Toda a nossa vivência gravita em tons comunicacionais. Qualquer que seja a sua forma, deveria permitir-nos encontrar um mundo de possibilidades. Desde o relacionamento com o nosso mais íntimo fio condutor, até ao contacto mais complexo com o outro. Essa dualidade de comunicação (com o próprio e com os outros) deveria funcionar em sintonia. Mas por vezes assim não o é. Por vezes não comunicamos eficazmente connosco, ou fazemo-lo de forma enganosa caindo no sofrimento psíquico do não encontro e não reconhecimento de nós próprios.
O mesmo se passa quando comunicamos com os outros. Não numa dimensão interna, claro, mas o tecido do que nos constitui como significantes para os outros é sempre toldado pelo que exprimimos. Todos nós somos vítimas do que falamos, do que vestimos, de como nos mexemos, das escolhas que fazemos e de todos aqueles aparentes nadas que nos fazem comunicar. Para a pessoa com atraso mental comunicar é tão fundamental como para qualquer outra. É o veículo primário da sua identidade, dos seus desejos e necessidades. Contudo, ao contrário do que sucede com uma pessoa sem atraso mental, a expressão destas necessidades reveste-se de um carácter de dependência de terceiros muito mais relevante, conforme o seu grau.
De relembrar aqui que hoje em dia para se intervir com esta população, a ênfase do diagnóstico incide não no seu QI mas sim na extensão dos apoios que a pessoa necessita. Assim, uma pessoa com menor necessidade de apoios terá menor necessidade de os comunicar, enquanto o inverso também é directamente proporcional. E aqui reside um problema: geralmente, as pessoas com as maiores necessidades de apoio, são também as que apresentam os maiores deficits comunicacionais. Como então quebrar esta barreira? Nas situações em que a pessoa não possui linguagem verbal temos hoje em dia um conjunto de técnicas de comunicação alternativa e aumentativa, cada uma adaptada a cada caso específico. Estas técnicas podem revestir-se da maior simplicidade, como um conjunto de símbolos / pictogramas ordenados numa capa, ou de forma mais complexa como um software informático aplicado num PDA. Claro que a eficácia de utilização destas ferramentas depende sempre da vontade da pessoa com limitações comunicacionais.
Contudo, muitas vezes a comunicação não é eficaz apenas pela falta de meios ou de motivação da pessoa com atraso mental.

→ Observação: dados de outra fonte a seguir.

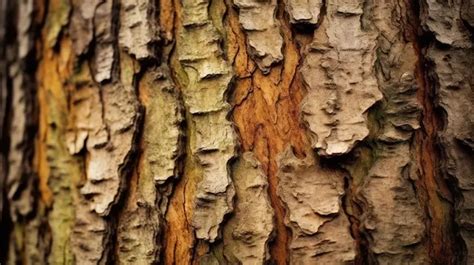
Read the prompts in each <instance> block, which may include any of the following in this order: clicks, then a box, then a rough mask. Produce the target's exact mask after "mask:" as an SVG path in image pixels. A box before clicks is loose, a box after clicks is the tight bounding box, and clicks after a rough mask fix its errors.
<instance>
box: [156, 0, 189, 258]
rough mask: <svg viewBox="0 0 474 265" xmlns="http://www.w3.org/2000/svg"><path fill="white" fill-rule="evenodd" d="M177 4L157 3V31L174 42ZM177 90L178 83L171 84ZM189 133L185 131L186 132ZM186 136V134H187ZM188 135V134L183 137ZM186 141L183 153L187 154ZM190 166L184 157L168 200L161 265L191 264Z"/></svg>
mask: <svg viewBox="0 0 474 265" xmlns="http://www.w3.org/2000/svg"><path fill="white" fill-rule="evenodd" d="M180 13H181V4H180V2H179V1H177V0H164V1H160V18H159V20H160V27H161V30H162V32H164V36H166V38H169V39H175V37H176V36H175V31H176V29H177V28H178V27H179V25H180V23H181V19H180ZM171 57H172V58H171V61H170V62H162V63H170V64H171V65H170V68H171V71H172V72H173V74H174V75H176V72H175V71H176V69H173V65H176V64H177V63H178V62H175V63H173V61H175V60H176V61H177V59H176V58H175V57H176V56H175V54H174V55H172V56H171ZM175 85H176V86H177V87H178V88H179V87H180V86H179V85H182V84H179V83H178V82H176V84H175ZM188 131H189V130H188ZM187 133H188V132H187ZM187 135H188V134H187ZM188 145H189V141H188V144H187V148H186V153H187V154H190V150H189V149H190V148H189V146H188ZM194 167H195V165H194V163H193V161H192V159H191V157H190V156H188V157H186V161H185V170H184V172H183V175H182V176H181V179H180V180H179V182H178V183H177V185H176V187H175V189H174V191H173V194H172V195H171V197H170V201H169V207H168V211H167V213H166V217H165V219H166V227H165V231H164V244H163V249H164V250H163V256H164V257H163V258H164V264H192V259H193V248H194V243H195V237H194V232H193V230H192V228H191V227H190V224H189V221H190V219H189V218H191V213H192V204H193V201H192V200H193V198H194V194H195V185H194V184H195V183H194V182H195V181H196V180H195V178H193V176H194V175H195V172H194V170H193V169H194Z"/></svg>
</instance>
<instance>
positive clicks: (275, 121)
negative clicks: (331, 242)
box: [227, 4, 310, 264]
mask: <svg viewBox="0 0 474 265" xmlns="http://www.w3.org/2000/svg"><path fill="white" fill-rule="evenodd" d="M230 6H231V5H230V4H229V7H230ZM283 11H284V9H283V8H282V7H280V8H279V12H278V15H277V18H278V19H279V21H280V27H281V34H282V36H283V39H284V43H285V46H284V48H283V55H284V61H283V62H282V64H281V65H276V66H274V67H273V68H272V69H271V71H270V73H268V74H267V75H264V74H263V73H262V72H261V71H260V70H258V69H257V68H256V66H255V64H254V62H252V60H251V59H250V57H249V54H248V53H247V45H246V39H245V35H244V33H243V32H242V30H241V28H240V25H239V20H238V14H237V13H236V11H235V10H234V9H233V8H229V10H228V12H229V15H228V26H227V29H228V32H227V37H228V51H229V58H231V59H232V58H233V64H234V70H235V72H236V73H235V74H236V76H237V78H236V84H235V91H234V94H233V97H232V101H231V104H232V105H233V107H234V111H233V121H234V123H235V125H236V127H237V131H238V133H239V136H240V140H241V144H242V148H243V150H244V151H253V152H254V153H255V154H256V157H257V159H258V160H259V161H260V162H261V163H262V166H263V169H264V170H265V172H266V173H267V176H268V181H269V194H270V198H271V202H272V207H273V208H274V211H275V217H276V218H275V219H276V232H277V233H276V238H275V240H274V242H273V245H272V246H271V255H272V259H273V260H274V261H275V262H276V264H286V263H287V262H288V261H287V258H288V249H287V245H288V241H289V237H290V235H289V231H288V230H287V228H286V226H285V224H284V216H285V209H284V207H283V205H282V203H281V201H280V199H279V197H278V195H277V184H278V179H277V169H278V165H277V158H278V155H279V154H280V152H282V151H283V150H284V148H285V147H287V146H288V145H291V146H292V147H293V148H294V150H295V152H296V153H297V154H298V155H304V154H305V153H306V152H309V151H310V149H309V148H308V147H309V146H310V145H309V144H308V142H307V139H306V136H305V129H304V126H303V125H302V124H301V123H300V118H299V105H300V102H301V100H302V98H303V96H304V88H303V84H302V81H301V79H300V76H299V74H298V72H297V67H298V64H299V59H300V56H299V51H298V48H297V46H296V44H295V41H294V39H293V36H292V33H291V31H290V29H289V25H288V22H287V19H283V15H284V14H283Z"/></svg>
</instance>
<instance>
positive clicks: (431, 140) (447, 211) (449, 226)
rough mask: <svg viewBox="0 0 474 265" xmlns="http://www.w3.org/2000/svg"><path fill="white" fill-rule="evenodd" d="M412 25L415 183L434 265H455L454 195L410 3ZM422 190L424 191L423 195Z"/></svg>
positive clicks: (432, 94)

Toda a gente reconhece que a comunicação é bilateral. Assim, o foco da incomunicação pode não depender de um interlocutor (pessoa com atraso mental) mas sim do seu suposto receptor. E aqui torna-se angustiante a sensação de impotência que consome alguém que quer ser ouvido, em primeiro lugar, e mais importante ainda, ser entendido. O que encontro no meu dia-a-dia enquanto técnico numa instituição de apoio a esta população é um mundo de escuta mas não de entendimento. Nós, cuidadores, muitas vezes caímos no erro inconsciente de atender apenas às necessidades que nos são evidentes, tais como uma muda de fraldas, um copo de água, uma folha de papel, etc.. Tal facto, embora sendo um gesto técnico correcto, inibe talvez o que de mais importante poderia acontecer entre dois indivíduos: a compreensão mútua, através de qualquer meio disponível, do que constitui cada um de nós como indivíduos únicos e diferenciados. Não existem fórmulas para tal. A minha sugestão é a seguinte: comuniquem com todas as pessoas de forma igual. Não em relação ao conteúdo, formulação, extensão, etc., mas sim empregando em cada “conversa” toda a vossa dedicação e empenho para que sejam compreendidos, aceites e reconhecidos e através deste gesto compreenderem, aceitarem e reconhecerem o outro… como únicos, mas iguais.